Shadows Psalm 91:1

He . . . shall abide under the shadow of the Almighty.— Psa_91:1.

Shadows are funny things, are they not? You like watching your own shadow and playing with it, especially on a lamp-lit road. One time it is in front of you, and makes you seem taller than any of the lamp-posts; then when you try a race with it, you suddenly find that it has made itself quite small and is all round about your feet.

I have a little shadow that goes in and out with me,
And what can be the use of him is more than I can see.
He is very, very like me from the heels up to the head;
And I see him jump before me, when I jump into my bed.

The funniest thing about him is the way he likes to grow—
Not at all like proper children, which is always very slow;
For he sometimes shoots up taller like an india-rubber ball,
And he sometimes gets so little that there’s none of him at all.

Who has not made shadows on the wall by the light of the fire or a lamp? Wonderful swans and rabbits and butterflies they were! I have seen a father making them to please a sick boy; the little fellow liked seeing them, for he cried, “Do it again, father, do it again.”

No wonder Barrie makes Peter Pan weep when he discovers that he has not a shadow like other children,

But shadows can be useful as well as funny. Long ago people read the time from shadows, for they had sundials instead of clocks, and if you live in the country you may chance to hear someone say, “The children should be coming back from school; the shadows tell me.” These words make one think of long summer days, for shadows are seen only when the sun is shining.
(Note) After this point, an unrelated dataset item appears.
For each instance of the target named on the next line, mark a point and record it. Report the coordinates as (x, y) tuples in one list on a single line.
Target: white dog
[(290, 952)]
Shadows are beautiful too. If you are learning to be a designer, one of the first things you will be told is that the best ornaments are those which are both useful and beautiful. Shadows are useful, but they are beautiful as well. You see them just black, ugly things; an artist sees all sorts of wonderful colors in them. I should not wonder if he takes more pains over the painting of his shadows than he does over the object that makes them. He will even throw one shadow after another into his picture till it is quite full of them. He knows there is light in the shadow that seems to ordinary people only grey and gloomy.

Once there was a man who was very poor indeed. He was clever and used to write books; but sometimes people are paid very little money for writing books, even when they do it remarkably well. There were days on which this poor man hardly knew how his lodgings were to be paid. But the time came when his books began to be popular; then he earned money, and went to live in a fine house. But he used to love to go back and linger near the poor tenement where he knew all the hardships. “Those days were the happiest in my life,” he said to himself. He saw the beauty of the shadows in life.

Boys and girls may have sickness or sorrow sent to them. They cry, and think, “Why is God so unkind?” There seem to be shadows everywhere— black, ugly shadows too. But there are many good men and women who look back to days of trouble and say, “It was good for me to have the sorrow and the sickness.” The sun was shining behind the shadow.

Clever people who have studied this psalm say that when the psalmist wrote about the shadow of the Almighty he was thinking of God as a great bird with protecting wings. Under the shadow of God’s wings, boys and girls, we are safe from all harm or danger. For being under the shadow of God’s wings means that we are close to God Himself. And where could we be safer?